First sentence: God sends his angels and love in many forms. One of my favorites is the dog. Always I learn from dogs--my own and every single stray.
Premise/plot: P.J. Frick shares her story, her testimony, with readers in Pizza With Jesus (No Black Olives). The book is about her many losses, the grieving process, and walking with Jesus through it all. She writes, "Loss is as varied as a fingerprint--as are the many responses to it."
My thoughts: Throughout the book of Psalms, believers are called to TELL.
Psalm 107:2a reads, "Let the redeemed of the LORD tell their story--"
Psalm 66:16 reads, "Come and hear, all you who fear God; let me tell you what he has done for me."
Psalm 71:15 reads, "My mouth will tell of your righteous deeds, of your saving acts all day long--though I know not how to relate them all."
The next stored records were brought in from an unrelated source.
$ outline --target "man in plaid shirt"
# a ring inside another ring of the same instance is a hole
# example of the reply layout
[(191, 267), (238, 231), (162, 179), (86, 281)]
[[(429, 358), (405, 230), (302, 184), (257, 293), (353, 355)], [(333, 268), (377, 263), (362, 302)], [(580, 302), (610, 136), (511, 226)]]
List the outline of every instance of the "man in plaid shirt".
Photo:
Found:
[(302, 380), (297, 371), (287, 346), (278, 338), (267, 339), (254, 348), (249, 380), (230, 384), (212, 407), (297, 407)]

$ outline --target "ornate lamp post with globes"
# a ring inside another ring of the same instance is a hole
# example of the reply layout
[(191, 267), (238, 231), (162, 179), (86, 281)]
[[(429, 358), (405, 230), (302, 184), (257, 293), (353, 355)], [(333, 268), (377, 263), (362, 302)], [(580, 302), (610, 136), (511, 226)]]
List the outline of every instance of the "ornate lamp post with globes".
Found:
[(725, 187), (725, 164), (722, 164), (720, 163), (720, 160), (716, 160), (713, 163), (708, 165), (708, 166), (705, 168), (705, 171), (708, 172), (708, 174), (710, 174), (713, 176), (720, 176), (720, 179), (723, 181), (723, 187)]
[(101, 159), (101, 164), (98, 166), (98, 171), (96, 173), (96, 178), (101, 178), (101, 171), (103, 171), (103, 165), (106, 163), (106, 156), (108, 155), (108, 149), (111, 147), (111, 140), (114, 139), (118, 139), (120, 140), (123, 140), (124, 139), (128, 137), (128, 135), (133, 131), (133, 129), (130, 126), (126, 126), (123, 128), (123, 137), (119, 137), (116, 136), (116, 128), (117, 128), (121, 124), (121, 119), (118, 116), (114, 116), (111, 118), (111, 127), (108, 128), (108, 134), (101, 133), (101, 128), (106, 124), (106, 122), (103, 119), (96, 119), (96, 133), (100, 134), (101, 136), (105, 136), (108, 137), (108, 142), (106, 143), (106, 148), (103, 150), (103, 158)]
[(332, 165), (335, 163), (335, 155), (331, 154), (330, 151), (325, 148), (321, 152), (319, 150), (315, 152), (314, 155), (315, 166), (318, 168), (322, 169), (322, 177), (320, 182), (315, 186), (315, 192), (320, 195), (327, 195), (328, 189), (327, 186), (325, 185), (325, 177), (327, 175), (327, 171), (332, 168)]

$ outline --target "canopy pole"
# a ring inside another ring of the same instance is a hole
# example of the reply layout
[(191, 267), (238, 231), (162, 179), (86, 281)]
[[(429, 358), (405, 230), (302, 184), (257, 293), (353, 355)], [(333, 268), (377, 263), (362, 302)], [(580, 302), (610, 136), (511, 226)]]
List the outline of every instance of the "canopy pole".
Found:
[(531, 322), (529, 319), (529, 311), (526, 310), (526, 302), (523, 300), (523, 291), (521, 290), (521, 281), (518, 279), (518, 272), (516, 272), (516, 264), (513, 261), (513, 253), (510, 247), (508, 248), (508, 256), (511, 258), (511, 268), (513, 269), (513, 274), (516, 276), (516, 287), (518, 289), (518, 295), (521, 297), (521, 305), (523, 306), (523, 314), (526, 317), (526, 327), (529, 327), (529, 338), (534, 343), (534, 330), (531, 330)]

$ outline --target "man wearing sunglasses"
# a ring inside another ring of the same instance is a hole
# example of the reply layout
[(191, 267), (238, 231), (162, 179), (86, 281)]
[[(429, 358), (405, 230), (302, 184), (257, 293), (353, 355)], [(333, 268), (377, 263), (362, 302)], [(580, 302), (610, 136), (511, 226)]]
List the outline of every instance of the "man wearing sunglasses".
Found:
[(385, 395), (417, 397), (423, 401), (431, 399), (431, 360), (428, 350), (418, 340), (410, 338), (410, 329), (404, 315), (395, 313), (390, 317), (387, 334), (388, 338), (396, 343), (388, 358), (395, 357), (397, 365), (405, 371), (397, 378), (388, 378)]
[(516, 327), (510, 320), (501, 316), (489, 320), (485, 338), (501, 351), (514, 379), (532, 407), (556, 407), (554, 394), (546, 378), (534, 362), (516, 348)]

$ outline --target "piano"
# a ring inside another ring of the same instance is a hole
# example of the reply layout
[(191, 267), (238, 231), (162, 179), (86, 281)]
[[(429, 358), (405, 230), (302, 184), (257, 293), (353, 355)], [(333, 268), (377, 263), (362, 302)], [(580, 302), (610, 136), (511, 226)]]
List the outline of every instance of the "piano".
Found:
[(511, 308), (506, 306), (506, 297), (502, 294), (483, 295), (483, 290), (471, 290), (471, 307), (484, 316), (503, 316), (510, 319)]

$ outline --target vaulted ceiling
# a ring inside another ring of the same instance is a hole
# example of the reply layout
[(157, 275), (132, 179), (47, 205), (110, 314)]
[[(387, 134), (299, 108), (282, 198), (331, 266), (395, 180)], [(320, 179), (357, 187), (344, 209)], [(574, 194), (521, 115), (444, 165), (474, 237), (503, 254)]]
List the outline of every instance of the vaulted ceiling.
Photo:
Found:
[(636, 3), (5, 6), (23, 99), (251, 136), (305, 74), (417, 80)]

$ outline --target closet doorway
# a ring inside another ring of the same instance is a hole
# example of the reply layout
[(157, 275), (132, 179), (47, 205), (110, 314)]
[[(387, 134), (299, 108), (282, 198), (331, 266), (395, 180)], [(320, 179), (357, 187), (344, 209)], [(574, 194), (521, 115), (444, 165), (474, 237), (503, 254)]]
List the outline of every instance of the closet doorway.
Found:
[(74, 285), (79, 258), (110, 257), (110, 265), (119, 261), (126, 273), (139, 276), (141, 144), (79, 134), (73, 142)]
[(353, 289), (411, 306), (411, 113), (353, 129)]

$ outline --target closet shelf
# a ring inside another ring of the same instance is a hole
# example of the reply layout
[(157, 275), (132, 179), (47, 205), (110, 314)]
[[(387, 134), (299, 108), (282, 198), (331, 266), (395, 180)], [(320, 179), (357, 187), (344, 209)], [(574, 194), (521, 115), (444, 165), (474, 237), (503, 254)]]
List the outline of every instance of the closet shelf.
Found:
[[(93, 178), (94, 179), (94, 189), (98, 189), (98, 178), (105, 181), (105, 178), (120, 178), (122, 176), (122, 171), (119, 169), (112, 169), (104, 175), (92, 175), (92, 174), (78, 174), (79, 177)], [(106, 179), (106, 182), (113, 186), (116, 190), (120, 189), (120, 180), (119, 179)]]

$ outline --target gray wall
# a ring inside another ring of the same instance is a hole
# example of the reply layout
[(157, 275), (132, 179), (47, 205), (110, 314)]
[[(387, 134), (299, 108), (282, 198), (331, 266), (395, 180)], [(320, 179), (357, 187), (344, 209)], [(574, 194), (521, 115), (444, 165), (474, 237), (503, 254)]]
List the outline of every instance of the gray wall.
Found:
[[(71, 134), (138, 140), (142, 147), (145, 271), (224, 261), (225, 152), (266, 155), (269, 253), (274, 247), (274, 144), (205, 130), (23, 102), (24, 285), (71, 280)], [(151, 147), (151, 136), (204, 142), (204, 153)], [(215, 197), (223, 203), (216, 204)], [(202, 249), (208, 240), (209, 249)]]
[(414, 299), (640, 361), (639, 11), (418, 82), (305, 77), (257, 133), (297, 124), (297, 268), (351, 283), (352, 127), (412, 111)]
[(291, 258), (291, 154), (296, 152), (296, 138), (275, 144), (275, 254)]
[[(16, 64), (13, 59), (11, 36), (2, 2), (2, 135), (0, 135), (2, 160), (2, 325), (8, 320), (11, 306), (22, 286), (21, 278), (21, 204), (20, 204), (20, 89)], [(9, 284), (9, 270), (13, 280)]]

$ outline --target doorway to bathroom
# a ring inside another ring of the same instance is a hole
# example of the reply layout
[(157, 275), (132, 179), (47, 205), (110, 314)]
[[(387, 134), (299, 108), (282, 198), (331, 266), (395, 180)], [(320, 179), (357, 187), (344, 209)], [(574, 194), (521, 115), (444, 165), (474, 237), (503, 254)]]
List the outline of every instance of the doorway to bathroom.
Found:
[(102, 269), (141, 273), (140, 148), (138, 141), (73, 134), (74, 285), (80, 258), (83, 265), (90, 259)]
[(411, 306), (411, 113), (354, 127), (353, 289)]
Telling is just what Pizza with Jesus is all about. She writes, "This book is an attempt to answer His call to share my journey of faith through the most difficult times of my life."
It's a personal story. The book begins with a preview of all the losses coming her way. She then goes back, addresses each loss one by one.
This isn't a how-to-grieve book. I'm not sure it's even a how-I-grieved book. I don't think there is a tidy "the end" to the grieving process. If it isn't a how-to-grieve book, what is it? It's a how-Jesus-was-there-through-every-single-moment book. I would also say it's a memorial of sorts to her husband. Within the book she shares memories of her husband and even asks others to participate in sharing memories of David. The book reads as a love letter to her husband.
I would categorize this as a memoir of a Christian woman not a theological book on grief. The distinction isn't just that it is incredibly personal, though that's part of it. Frick's story includes some elements that I would categorize as not quite biblically sound. For example, the pre-existence of souls in heaven. She talks of her dogs, cats, and even her husband as returning to heaven. This notion of "returning" is problematic--theologically. If she'd written going to heaven, going to be with the Lord, going HOME, I wouldn't have thought twice. When writing about death, it can be a slippery slope to try to poetically talk about death and dying and the deceased. Lots of metaphors abound--each person has their own preferred way of saying it. What one person likes, another doesn't.
I will note that more dogs die in this book than in any other book I've EVER read in my thirty-plus years of reading.